The FN-PA task was used, which consists of 20 blocks (in total) of encoding, retrieval, and control tasks, alternating during the scanning session. Within each encoding and retrieval block (six blocks each), four stimuli were presented for 4 s each, with a randomized interstimulus interval of 1.5, 2.5, 3, or 4.5 s. Block-specific instructions were provided to participants before each block for 4 s. During the encoding blocks, the face-name stimuli were presented and participants were instructed to remember the name associated with each face. They were also instructed to press a button, using the index finger, to indicate that they saw a face-name pair. The faces (an equal number of males and females) were digital color photographs portraying persons, unknown to the participants. The names were fictional first names, printed in white on a black background, that were paired with the faces by the investigators.

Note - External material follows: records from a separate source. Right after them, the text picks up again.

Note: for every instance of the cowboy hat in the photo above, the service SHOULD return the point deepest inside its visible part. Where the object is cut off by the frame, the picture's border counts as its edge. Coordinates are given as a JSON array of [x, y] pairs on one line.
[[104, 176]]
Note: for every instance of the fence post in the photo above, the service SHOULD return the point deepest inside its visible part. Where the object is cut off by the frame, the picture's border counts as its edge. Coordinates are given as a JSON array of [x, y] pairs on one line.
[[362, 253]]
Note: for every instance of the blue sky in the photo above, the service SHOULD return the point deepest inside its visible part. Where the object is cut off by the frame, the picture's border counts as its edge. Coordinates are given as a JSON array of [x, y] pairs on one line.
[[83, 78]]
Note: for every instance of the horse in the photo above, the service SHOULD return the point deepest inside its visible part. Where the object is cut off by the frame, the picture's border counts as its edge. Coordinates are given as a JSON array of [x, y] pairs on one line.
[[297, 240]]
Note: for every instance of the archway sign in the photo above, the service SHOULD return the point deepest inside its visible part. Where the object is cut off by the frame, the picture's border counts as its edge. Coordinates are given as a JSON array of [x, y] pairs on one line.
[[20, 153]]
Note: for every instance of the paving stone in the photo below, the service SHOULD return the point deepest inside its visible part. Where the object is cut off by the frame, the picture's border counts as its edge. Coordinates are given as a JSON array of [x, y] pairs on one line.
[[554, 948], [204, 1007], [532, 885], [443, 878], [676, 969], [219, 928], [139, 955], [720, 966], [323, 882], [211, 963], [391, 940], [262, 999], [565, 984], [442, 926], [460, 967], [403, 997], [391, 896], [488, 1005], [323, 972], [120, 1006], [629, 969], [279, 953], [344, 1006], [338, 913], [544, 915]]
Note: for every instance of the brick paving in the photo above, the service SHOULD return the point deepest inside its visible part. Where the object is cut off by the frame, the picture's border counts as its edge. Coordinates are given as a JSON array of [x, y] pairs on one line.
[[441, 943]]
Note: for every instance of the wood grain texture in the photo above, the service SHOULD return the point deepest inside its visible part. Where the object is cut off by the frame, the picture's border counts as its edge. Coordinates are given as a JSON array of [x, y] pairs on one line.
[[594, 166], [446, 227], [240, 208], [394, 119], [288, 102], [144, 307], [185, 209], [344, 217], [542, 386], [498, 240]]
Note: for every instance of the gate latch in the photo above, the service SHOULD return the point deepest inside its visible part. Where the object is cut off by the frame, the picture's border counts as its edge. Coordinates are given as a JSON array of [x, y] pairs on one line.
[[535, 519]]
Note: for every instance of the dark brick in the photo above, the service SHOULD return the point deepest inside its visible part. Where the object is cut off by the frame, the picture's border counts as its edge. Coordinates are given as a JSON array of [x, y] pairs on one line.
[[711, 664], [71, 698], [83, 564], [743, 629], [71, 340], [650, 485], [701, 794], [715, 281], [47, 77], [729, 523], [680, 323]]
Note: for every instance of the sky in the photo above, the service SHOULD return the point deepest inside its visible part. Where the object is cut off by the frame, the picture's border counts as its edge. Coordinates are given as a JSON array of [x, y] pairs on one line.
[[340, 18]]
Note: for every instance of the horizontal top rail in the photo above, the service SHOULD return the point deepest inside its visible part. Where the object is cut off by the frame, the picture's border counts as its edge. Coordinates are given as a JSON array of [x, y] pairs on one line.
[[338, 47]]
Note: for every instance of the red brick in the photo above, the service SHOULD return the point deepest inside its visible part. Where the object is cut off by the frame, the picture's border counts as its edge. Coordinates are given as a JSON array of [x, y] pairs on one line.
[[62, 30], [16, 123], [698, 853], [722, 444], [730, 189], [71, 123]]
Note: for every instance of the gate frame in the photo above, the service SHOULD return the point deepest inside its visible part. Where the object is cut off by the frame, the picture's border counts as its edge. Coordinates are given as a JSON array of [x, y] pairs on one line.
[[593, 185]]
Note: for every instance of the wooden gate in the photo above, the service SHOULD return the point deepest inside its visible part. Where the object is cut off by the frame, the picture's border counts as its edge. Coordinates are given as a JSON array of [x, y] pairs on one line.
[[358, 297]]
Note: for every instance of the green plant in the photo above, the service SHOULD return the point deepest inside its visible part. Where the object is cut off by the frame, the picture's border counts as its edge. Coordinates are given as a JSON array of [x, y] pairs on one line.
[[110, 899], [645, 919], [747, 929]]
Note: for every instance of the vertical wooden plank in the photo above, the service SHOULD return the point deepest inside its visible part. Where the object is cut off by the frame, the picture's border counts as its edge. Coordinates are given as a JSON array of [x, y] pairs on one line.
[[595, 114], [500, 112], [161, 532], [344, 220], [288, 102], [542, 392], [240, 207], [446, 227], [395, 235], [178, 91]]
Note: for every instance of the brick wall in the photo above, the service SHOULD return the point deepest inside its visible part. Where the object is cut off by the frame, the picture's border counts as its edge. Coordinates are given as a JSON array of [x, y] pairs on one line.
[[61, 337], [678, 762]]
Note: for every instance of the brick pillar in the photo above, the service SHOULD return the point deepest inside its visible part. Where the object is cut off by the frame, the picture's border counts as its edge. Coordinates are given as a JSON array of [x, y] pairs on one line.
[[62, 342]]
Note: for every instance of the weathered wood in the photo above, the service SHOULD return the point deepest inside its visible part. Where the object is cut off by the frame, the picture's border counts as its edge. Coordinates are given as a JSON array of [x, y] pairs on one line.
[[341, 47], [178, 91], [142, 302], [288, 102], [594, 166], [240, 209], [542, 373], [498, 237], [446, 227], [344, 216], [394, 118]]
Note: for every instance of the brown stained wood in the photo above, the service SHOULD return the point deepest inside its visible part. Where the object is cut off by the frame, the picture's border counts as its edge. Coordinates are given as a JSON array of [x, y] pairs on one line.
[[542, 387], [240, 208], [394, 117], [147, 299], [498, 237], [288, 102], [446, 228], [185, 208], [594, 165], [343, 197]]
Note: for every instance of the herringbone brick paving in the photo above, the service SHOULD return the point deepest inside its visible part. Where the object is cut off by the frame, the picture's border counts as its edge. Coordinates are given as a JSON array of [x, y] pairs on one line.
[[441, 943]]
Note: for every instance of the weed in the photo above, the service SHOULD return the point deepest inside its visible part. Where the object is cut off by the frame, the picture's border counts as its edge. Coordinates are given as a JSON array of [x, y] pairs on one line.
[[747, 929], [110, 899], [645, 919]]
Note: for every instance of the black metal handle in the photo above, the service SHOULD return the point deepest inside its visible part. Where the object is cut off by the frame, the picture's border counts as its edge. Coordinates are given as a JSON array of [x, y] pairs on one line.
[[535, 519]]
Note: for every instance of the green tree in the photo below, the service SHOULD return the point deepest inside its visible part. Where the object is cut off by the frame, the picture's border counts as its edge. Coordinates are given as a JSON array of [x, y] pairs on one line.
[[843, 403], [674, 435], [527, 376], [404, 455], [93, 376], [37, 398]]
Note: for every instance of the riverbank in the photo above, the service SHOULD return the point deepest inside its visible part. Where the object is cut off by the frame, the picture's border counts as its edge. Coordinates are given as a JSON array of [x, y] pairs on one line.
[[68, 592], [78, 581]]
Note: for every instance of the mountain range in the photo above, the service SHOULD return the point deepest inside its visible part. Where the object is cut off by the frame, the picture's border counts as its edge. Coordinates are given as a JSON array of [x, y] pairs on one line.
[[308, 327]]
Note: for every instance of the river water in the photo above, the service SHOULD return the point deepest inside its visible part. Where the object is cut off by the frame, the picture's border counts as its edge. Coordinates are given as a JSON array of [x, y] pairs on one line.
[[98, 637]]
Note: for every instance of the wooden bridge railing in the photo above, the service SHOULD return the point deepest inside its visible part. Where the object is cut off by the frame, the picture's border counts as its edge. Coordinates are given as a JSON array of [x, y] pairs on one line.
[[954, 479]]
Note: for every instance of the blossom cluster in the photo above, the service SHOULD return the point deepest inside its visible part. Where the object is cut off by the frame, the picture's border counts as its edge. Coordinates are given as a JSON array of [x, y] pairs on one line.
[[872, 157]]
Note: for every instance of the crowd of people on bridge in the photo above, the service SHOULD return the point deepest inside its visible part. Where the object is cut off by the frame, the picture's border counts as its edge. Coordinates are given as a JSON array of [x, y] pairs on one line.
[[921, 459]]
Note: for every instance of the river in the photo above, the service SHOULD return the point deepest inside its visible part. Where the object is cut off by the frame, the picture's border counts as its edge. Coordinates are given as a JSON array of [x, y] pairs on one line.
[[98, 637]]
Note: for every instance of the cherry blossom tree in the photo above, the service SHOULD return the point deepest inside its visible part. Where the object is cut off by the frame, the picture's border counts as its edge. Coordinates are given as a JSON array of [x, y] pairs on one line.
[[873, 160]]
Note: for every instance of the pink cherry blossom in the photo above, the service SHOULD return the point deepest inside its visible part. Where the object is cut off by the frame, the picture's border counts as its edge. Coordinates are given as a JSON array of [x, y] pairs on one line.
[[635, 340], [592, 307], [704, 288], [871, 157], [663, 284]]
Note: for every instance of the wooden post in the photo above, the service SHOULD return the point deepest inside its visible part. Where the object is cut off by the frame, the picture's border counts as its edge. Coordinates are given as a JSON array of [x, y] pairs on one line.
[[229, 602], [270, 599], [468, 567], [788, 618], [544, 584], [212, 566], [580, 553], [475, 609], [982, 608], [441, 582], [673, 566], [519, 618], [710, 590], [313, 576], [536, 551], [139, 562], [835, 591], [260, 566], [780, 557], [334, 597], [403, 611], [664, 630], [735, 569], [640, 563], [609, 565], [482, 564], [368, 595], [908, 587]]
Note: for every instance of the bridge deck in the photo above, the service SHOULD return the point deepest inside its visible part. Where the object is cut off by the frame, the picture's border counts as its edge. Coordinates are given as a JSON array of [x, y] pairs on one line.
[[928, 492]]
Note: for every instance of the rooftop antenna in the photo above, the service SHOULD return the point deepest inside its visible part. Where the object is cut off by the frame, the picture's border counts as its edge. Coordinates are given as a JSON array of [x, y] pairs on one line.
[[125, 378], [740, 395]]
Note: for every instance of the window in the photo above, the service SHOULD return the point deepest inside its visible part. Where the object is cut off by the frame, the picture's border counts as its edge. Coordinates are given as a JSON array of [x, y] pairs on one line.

During the retrieval blocks, each face was presented along with three letters of which one corresponded to the first letter of the previously encoded face-name pair. The task was to indicate the letter corresponding to the name that was previously encoded with the face. The top, middle, and bottom letters corresponded to the index, the ring, and the middle fingers, respectively. Participants were instructed to respond by guessing if they could not remember the face-name pair.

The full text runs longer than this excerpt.